Se ha dicho por muchos años que el sexo anal es doloroso, una práctica horrible, una costumbre antinatural, una actividad creada solamente para los homosexuales, solamente funciona para hacer porno anal y para usted de contar; para eliminar este erróneo pensamiento social durante este mes dentro del programa “afinando el órgano”, la sexóloga Mónica Quesada Juan se ha dedicado a desmontar los mitos que siguen rodeando al sexo anal y además nos da las claves para experimentar con esta práctica de forma sana además de placentera, de esta manera hacerle justicia al sexo anal.

La sexualidad que se nos ha inculcado desde muy jóvenes es totalmente “coito céntrica”, es decir, basada en la penetración pene a vagina, la cual es considerada como la práctica “normal” que puede ser complementada a la perfección por todas las prácticas del pre y post coito, dentro de esa lista de ejercicios complementarios al coito existen algunos que están autorizados por el pensamiento social, mientras que otros -como por ejemplo el sexo anal- se han considerado una completa “aberración”, según los argumentos de algunos sectores de población debería estar prohibido porque simplemente “no cumple con los requisitos reproductivos”, por los que abogaban hace muchos siglos bajo la tradición religiosa judeo-cristiana.

Es así como desde hace muchos años se ha catalogado al sexo anal como una actividad antinatural, debido a que la única función del orificio anal es expulsar; antes de continuar defendiendo esta maravillosa práctica sexual es importante identificar la frase “sexo anal”, la cual hace referencia a todas las prácticas relativas al ano, es decir, el contacto boca-ano, dedo-ano, dildo-ano, pene-ano y más.

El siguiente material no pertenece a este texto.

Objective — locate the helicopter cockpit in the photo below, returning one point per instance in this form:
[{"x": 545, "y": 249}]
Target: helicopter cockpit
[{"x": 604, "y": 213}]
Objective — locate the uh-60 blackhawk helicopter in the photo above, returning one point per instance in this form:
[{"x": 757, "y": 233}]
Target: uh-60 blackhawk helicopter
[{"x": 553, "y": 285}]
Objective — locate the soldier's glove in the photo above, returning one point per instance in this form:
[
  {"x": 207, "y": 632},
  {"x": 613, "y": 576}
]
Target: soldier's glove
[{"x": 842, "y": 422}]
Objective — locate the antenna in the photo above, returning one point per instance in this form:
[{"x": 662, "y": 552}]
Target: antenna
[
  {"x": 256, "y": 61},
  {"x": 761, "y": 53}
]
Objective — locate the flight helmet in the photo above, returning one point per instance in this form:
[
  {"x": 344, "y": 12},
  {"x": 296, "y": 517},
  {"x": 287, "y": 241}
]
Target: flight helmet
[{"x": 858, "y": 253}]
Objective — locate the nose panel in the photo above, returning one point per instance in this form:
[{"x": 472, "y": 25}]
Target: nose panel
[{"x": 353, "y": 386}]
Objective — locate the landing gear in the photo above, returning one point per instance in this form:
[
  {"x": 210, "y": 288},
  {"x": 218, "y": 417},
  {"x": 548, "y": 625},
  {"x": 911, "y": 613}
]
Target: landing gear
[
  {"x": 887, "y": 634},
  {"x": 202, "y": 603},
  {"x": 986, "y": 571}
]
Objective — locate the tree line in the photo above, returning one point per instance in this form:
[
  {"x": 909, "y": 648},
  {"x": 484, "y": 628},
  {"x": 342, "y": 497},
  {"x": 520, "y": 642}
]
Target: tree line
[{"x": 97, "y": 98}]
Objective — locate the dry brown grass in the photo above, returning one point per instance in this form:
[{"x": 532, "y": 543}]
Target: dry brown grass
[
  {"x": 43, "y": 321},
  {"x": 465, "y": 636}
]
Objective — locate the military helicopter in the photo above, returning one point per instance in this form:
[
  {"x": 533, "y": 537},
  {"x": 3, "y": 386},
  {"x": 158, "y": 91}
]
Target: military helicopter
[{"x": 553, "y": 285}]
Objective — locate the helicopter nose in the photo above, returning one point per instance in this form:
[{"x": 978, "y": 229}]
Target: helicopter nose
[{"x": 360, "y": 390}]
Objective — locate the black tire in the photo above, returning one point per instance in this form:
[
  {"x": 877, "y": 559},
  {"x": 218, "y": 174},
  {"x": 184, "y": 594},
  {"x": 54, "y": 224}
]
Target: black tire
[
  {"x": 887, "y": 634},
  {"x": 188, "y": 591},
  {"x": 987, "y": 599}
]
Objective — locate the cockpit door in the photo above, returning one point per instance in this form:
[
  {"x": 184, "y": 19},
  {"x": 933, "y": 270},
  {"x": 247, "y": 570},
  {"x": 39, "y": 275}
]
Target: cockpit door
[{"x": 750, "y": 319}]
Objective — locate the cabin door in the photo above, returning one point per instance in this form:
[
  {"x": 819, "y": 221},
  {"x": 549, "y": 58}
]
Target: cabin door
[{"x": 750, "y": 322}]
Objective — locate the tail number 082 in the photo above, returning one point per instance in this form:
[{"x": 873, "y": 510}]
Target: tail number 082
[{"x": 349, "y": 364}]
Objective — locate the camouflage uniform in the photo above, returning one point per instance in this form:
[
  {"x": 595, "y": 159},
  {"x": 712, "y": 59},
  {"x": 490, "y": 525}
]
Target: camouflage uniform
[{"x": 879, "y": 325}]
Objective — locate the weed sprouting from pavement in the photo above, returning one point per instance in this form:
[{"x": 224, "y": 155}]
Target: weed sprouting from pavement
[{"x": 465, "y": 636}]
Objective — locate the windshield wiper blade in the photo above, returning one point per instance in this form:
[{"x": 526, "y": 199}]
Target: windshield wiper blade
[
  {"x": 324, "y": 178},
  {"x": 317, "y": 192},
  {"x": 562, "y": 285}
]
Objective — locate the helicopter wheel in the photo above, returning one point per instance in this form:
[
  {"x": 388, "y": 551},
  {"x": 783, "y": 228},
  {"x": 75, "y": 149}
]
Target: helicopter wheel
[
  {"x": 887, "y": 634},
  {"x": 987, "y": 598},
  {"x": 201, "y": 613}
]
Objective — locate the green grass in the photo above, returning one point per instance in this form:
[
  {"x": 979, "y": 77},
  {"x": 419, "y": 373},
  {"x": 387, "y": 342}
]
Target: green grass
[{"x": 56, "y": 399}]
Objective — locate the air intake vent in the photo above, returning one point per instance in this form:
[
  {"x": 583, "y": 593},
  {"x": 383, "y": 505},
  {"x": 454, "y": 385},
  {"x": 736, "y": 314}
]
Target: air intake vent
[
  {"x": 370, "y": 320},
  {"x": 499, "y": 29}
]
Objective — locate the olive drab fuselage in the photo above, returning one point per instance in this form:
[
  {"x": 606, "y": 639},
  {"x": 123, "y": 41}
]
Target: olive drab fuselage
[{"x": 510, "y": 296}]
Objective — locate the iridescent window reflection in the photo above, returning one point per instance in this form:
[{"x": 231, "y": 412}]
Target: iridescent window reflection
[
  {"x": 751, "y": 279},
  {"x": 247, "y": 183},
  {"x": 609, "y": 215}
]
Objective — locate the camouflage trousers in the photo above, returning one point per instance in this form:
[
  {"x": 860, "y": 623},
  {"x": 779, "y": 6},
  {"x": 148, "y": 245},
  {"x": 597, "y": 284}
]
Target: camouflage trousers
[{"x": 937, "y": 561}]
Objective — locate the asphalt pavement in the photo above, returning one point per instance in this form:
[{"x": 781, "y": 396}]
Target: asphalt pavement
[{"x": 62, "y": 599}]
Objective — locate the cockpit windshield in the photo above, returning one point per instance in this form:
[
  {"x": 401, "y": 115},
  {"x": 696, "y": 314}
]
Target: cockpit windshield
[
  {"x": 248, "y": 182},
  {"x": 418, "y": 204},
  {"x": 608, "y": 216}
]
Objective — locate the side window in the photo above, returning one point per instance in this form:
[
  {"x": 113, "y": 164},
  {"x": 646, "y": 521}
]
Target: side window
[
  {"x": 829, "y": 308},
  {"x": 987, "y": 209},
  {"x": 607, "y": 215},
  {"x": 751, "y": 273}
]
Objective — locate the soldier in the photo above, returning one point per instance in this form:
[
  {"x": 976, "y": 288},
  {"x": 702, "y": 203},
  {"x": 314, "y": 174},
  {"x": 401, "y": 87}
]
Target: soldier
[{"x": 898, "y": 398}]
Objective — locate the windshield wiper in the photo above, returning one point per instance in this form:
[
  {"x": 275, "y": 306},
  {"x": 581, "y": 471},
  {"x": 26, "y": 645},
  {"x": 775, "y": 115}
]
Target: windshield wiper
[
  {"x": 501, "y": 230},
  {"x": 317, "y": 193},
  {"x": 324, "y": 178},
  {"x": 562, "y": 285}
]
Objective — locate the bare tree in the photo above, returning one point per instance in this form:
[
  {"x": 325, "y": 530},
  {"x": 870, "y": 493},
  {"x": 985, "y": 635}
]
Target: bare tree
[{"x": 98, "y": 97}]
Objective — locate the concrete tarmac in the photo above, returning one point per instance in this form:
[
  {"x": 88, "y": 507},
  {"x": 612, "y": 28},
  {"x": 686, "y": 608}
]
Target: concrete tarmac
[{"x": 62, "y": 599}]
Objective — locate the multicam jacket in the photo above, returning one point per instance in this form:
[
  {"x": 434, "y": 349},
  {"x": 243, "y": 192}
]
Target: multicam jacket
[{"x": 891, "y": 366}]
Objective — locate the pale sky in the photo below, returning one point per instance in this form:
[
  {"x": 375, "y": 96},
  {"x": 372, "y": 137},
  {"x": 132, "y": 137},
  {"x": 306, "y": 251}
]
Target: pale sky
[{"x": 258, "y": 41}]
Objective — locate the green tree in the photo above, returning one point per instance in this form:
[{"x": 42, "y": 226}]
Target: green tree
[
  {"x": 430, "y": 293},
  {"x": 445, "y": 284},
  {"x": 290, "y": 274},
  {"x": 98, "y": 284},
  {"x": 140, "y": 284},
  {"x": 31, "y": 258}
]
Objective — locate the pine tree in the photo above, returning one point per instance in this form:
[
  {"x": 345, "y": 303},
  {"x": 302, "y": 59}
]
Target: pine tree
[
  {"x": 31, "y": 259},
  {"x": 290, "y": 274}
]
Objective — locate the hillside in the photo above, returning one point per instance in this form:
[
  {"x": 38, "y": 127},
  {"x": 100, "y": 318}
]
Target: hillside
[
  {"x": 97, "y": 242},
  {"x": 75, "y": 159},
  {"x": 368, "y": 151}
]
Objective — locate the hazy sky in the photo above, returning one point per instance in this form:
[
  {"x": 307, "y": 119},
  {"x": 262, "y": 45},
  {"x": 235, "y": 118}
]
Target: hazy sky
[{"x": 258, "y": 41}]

Del sexo anal  se escucha desde que es una práctica abominable hasta que es una actividad anti humana, pasando por el comentario donde hacen referencia a que esta práctica sexual sólo es utilizada por los homosexuales varones y demás personas un tanto desviadas en su sexualidad, está demás decir que todas estas creencias se encuentran basadas en el desconocimiento sexual y por ello no tienen valor alguno.

Lo cierto es que por medio de charlas especializadas en la sexualidad este pensamiento ha ido reduciendo, de hecho el número de parejas heterosexuales que se encuentran dispuestas a experimentar el disfrute anal van en aumento, siendo la chica quien mantenga un arnés y un dildo para estimular el ano de su pareja, rompiendo con todos los roles del género.

En este sentido también se mantiene la creencia de que en las parejas de hombres es imprescindible la penetración anal para poder disfrutar, cosa que no es del toda cierta debido a que estamos considerando de nuevo que la introducción de un pene como una práctica exclusiva y única para mantener una relación sexual placentera; es cierto que el sexo anal en parejas de hombres es una de las posibilidades para dar placer, sin embargo, esta no es la única, en el sexo existen otros matices que no se encuentran centralizados en el pene, por ello es necesario darse la libertad de creerlo y poder experimentar cosas nuevas. No todo en el sexo anal es sufrimiento y sumisión, también puede ser disfrutado a plenitud por ambas partes sin dejar a un lado esa identidad masculina.